L’inizio e la gravidanza

Ho conosciuto questo ragazzo  di modi gentile amorevoli, a prima vista un uomo come pochi. Dopo un lungo periodo di frequentazione mi rendo conto di essere incinta e quando glielo dissi. Lui mi minacciò di fare male a me ed al futuro bambino, disse che sarebbe stata la Camorra a farmi male. Ma non avendo il coraggio di abortire decisi di lottare per portare avanti la gravidanza. Ho dovuto lasciare i due lavori che svolgevo per rifugiarmi da mia sorella con una gravidanza difficile e rischio di abortire naturalmente.

Dopo qualche mese si presenta sotto la casa di mia sorella dicendo di volere una famiglia ed essere dispiaciuto di come si era comportato. La mia famiglia per mitigare la situazione ci aiuta con sacrifici a prendere casa. Passato il primo mese che passò benissimo, all’ottavo mese lui mi obbliga ad avere parecchi rapporti sessuali anche se gli dicevo che mi faceva male, ma a lui poco importava.
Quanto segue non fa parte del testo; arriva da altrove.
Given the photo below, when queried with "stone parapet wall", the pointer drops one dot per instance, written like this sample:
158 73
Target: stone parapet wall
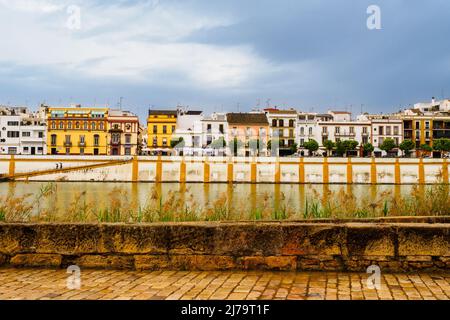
228 169
395 247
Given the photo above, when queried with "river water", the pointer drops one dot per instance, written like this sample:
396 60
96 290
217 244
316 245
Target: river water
202 195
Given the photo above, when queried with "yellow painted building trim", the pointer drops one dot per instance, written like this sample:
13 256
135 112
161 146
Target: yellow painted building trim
182 171
373 171
445 171
301 171
206 171
253 171
421 172
325 171
12 166
397 172
230 172
135 170
158 177
277 171
349 171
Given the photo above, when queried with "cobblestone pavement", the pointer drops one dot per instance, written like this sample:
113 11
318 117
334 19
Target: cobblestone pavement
121 285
Arrivata al nono mese iniziò pure ad insultarmi, dicendomi spesso quando mi rifiutavo di avere rapporti, che gli facevo schifo, ero diventata una balena e che, “…dovevo alzare il culo mongoloide.” Quando veniva mia madre lui faceva finta di essere gentile, accarezzava il mio pancione e mi chiama “amore mio.”

La realtà

La prima volta che mia madre vide il suo vero lato fù quando lui comprò 5 mandarini e quando li mangiai tutti, lui iniziò ad arrabbiarsi. Non si accorse che mia madre era in casa e una volta uscita all’improvviso mia madre gli disse che stava esagerando. Lui si difese dicendo di essere stanco dal giorno di lavoro. Da quel giorno mia madre comprò sempre frutta e verdura per evitare problemi. La mia famiglia è sempre venuta raramente perché lui non li ha mai accolti bene.
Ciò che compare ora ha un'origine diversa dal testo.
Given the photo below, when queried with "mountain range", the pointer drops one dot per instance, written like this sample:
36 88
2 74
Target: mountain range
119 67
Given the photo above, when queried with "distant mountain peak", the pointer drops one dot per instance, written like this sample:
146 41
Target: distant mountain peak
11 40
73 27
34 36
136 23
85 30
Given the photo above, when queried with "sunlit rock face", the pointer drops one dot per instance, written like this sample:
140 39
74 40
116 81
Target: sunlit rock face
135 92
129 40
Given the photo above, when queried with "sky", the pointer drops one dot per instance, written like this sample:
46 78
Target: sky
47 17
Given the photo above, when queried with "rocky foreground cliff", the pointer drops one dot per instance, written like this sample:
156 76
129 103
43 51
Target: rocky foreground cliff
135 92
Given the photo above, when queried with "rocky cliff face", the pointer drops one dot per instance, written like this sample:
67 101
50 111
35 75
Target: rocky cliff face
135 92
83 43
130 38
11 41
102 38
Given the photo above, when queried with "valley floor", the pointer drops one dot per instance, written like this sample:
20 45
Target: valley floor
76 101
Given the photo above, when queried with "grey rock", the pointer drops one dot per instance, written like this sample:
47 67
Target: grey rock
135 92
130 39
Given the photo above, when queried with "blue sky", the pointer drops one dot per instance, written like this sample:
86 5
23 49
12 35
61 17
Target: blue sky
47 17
Ogni volta che volevo andarmene lui minacciava di fare male alla mia famiglia. Io mi chiedevo perchè questo ragazzo avesse due personalità. Sbalzi di umore e attacchi di rabbia che giustificava chiamandomi amore, dicendomi che mi amava e che non si ricordava di avermi fatto de male. Decisi di parlarne con sua madre che dopo averle spiegato la situazione, mi risponde che ero una donna paranoica e che pur rischiando la vita io ero la sua compagna e come tale dovevo tenermi i problemi per me stessa. Facendomi anche capire la prossima volta di non chiamare.

Da quel giorno mi sono creata una nemica e per ogni volta che il figlio mi picchiava o mi trattava male, puntualmente ricevevo una telefonata dalla madre che mi insultava e mi accusava di trattarlo male.
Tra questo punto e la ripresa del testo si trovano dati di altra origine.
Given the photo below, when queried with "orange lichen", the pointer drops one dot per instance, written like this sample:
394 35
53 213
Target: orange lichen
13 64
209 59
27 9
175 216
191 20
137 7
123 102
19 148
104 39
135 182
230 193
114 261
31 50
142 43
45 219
Lui spesso mi rinfacciava quando mi accompagnava in qualsiasi posto e gli dovevo dare i soldi per la benzina. Questo atteggiamento mi ha segnato tanto. Ho dovuto abortire per ben due volte, stando molto male la seconda volta dove lui mi aveva convinto a fare sesso con lui pur avendogli detto che in fase di cambiamento della pillola rischiavo di rimanere incinta, ma lui non ha voluto sentire altrimenti. Mi ha obbligato a comprare la pillola abortiva e sono stata male tutta la notte. Gli ho chiesto di chiamare mia madre e lui si è rifiutato decidendo invece di andare al museo con un amico.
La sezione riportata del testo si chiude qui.